Japan also offers lessons on investing in people and governance, which may be relevant to the Ministry of Finance’s planned program to train 10,000 CEOs. Management methods such as Kaizen, total quality management, lean production, and continuous improvement helped Japanese enterprises raise productivity from within. For Vietnam, this means that support for enterprises should not be limited to capital or tax incentives but should also include management consulting, engineer training, middle-management training, support for digital transformation, and the development of quality standards.

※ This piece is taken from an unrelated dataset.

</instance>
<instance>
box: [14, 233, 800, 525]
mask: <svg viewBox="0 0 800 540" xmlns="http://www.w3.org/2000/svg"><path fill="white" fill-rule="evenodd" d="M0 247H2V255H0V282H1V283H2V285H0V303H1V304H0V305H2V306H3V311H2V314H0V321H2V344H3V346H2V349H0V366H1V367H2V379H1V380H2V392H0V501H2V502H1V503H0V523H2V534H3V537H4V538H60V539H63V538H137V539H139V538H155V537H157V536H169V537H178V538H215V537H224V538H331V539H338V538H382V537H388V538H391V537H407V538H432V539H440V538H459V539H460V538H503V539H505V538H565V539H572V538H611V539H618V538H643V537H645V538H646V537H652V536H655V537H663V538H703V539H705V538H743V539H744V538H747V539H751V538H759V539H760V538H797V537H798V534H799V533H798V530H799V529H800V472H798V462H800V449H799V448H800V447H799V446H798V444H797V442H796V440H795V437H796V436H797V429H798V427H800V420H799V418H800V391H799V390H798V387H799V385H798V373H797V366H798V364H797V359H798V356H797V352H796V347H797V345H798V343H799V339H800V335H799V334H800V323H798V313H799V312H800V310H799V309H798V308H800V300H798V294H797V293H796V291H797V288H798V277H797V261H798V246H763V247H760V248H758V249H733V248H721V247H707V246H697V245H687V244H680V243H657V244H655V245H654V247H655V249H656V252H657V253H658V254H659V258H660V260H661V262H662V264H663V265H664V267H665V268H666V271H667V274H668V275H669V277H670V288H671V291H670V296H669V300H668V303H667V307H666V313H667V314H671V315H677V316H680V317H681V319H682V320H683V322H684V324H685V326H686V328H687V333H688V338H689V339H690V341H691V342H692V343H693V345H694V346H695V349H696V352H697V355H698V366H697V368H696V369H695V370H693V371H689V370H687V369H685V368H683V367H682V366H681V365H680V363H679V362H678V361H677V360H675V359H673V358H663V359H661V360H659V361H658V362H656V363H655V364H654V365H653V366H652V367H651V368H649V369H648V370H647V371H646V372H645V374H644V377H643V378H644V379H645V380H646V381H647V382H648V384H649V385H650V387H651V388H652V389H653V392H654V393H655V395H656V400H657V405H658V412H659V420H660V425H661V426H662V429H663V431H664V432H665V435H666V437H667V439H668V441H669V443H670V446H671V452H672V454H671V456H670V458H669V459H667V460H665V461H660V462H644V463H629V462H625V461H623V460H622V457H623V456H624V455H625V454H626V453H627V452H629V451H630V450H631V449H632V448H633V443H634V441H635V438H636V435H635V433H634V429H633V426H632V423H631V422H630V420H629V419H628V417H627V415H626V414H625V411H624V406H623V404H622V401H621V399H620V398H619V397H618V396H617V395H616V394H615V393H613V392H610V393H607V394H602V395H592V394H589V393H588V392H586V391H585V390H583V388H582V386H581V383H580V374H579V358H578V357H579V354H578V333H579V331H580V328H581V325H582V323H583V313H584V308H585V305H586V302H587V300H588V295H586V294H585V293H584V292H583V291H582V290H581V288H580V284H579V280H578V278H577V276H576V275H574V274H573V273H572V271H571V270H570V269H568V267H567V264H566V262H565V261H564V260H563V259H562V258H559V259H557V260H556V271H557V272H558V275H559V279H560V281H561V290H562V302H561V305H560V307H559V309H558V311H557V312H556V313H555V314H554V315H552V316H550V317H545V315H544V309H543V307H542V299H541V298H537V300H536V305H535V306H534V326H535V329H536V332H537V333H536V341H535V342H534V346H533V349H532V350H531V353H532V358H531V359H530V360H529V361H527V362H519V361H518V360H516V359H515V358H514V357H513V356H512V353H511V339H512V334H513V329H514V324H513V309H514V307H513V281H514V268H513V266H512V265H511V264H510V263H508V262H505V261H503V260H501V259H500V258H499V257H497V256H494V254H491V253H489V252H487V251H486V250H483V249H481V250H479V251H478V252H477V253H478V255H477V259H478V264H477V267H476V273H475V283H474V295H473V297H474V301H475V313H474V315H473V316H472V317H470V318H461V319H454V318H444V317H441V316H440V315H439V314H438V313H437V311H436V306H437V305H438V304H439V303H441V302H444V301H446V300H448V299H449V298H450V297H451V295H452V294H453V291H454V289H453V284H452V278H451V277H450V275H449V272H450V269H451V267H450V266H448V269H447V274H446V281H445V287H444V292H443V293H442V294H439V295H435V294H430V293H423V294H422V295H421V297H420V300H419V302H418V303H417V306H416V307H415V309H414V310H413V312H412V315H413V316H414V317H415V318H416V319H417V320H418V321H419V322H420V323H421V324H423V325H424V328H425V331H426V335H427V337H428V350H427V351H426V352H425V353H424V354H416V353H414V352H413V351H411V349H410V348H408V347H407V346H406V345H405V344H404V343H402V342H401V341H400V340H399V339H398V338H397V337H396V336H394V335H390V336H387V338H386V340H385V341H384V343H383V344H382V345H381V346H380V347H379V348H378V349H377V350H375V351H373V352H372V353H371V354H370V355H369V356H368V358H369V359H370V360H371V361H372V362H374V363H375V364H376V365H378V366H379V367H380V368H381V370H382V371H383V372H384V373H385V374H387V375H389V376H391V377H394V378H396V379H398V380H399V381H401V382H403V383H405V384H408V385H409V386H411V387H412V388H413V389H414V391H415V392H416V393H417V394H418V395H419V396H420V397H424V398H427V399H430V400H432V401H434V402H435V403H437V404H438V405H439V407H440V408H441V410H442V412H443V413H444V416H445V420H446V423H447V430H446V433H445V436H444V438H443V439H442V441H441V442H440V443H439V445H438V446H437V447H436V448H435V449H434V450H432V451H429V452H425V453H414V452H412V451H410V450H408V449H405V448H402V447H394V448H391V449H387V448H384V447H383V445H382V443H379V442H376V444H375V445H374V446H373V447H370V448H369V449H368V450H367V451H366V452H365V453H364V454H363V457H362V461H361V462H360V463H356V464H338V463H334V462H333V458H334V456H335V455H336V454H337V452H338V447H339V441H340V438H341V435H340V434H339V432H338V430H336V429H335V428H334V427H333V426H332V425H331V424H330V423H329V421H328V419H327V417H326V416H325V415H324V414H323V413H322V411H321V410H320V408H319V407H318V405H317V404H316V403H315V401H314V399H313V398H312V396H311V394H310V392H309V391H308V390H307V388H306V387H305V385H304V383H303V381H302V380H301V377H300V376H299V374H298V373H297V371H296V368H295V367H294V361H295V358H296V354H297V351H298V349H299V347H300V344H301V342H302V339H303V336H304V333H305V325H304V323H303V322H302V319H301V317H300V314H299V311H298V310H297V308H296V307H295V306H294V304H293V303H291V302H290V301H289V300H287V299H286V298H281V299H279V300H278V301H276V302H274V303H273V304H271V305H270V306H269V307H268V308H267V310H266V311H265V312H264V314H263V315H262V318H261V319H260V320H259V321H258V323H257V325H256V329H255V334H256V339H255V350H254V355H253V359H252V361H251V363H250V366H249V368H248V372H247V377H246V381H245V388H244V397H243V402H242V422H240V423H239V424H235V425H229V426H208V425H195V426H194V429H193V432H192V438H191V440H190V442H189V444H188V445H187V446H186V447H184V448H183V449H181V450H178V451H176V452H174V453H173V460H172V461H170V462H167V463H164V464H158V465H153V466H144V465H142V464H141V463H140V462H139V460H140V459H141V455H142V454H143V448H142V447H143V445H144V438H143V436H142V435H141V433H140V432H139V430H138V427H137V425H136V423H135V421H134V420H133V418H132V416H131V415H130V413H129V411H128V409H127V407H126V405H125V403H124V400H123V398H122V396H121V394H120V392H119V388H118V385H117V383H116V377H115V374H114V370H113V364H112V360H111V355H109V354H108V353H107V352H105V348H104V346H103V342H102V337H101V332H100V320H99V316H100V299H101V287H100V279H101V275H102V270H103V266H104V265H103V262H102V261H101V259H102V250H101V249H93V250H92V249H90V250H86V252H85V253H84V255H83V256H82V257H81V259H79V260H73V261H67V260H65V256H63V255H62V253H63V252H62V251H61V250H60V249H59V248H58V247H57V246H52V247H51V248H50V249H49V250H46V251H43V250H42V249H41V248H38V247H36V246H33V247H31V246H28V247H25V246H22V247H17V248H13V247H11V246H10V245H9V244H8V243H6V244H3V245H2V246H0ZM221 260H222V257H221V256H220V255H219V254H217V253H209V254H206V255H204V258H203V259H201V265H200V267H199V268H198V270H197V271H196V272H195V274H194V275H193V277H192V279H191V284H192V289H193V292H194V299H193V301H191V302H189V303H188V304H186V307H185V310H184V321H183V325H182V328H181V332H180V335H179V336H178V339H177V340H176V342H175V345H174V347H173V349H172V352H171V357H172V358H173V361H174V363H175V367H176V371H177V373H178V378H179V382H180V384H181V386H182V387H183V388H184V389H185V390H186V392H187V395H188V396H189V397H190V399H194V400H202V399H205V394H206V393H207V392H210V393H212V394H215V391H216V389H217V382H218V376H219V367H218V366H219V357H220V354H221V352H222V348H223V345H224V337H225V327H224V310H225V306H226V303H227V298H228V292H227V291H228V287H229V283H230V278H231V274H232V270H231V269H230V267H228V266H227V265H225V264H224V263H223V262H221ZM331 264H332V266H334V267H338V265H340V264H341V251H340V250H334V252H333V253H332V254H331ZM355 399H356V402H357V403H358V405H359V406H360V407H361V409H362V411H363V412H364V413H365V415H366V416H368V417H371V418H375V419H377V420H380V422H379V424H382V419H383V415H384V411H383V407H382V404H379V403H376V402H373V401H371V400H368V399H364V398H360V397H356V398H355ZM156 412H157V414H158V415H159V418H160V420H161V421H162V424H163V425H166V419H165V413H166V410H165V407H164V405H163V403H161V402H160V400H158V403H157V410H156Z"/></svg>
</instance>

However, Japan also offers Viet Nam a cautionary lesson: slow adaptation can weaken dynamism. Vietnam, therefore, needs to move faster in investing in intangible assets, digital capacity, and new human resources, consistent with the policy orientation of positioning “pioneer” enterprises in the digital sphere under Resolution 57/NQ-TW.
Pioneer enterprises and large enterprises
Another lesson comes from South Korea, a prominent example of developing large private conglomerates with global competitiveness. Companies such as Samsung, Hyundai and LG helped transform South Korea from a poor post-war country into an advanced industrial economy. This success came from a combination of a clear industrial strategy, conditional State support, export pressure and the requirement that enterprises compete in international markets.
In Resolution 68, alongside the goal of developing two million enterprises, the Politburo set a target of having at least 20 large enterprises participate in global value chains. Resolution 79 also sets the goal of having 50 State-owned enterprises among the 500 largest enterprises in Southeast Asia, and one to three State-owned enterprises among the 500 largest enterprises in the world.
Mobilizing the combined strength of the State and private sectors, and encouraging enterprises to take the lead in areas such as semiconductors, the automobile industry, renewable energy, digital infrastructure, high-speed rail, global logistics and high technology cannot rely solely on SMEs. Vietnam clearly needs private corporations with sufficient capital, governance capacity, long-term vision and the ability to work with the State in strategic projects.
However, South Korea’s experience also shows the need to avoid the downsides and limitations of business models dominated by excessively large conglomerates. Vietnam, therefore, needs to support large enterprises, but such support must be tied to transparency, competition, investment efficiency, spillover responsibility, and modern governance.
Preferential policies should not become permanent privileges. They should function as conditional development contracts: enterprises receive support when they create technology, quality employment, exports, linkages with domestic firms, and contributions to national goals.
It can be said that the focus of the policy targeting 1,000 pioneer enterprises is not to pursue the number of enterprises but to improve enterprise quality. An economy with many small businesses but few companies capable of competing globally will find it difficult to achieve a productivity breakthrough.
Therefore, to create a real breakthrough, Viet Nam also needs synchronized institutional reforms and a more selective approach to designing policies for different groups of enterprises. The goal is not only profit but also the aspiration to build Vietnamese brands, strengthen national self-reliance, and uphold the social responsibility of every entrepreneur and enterprise.
Designing policies that allocate resources appropriately, fairly, strictly, and accurately will deepen the economy and upgrade national internal capacity. It can also help unlock further potential resources across society.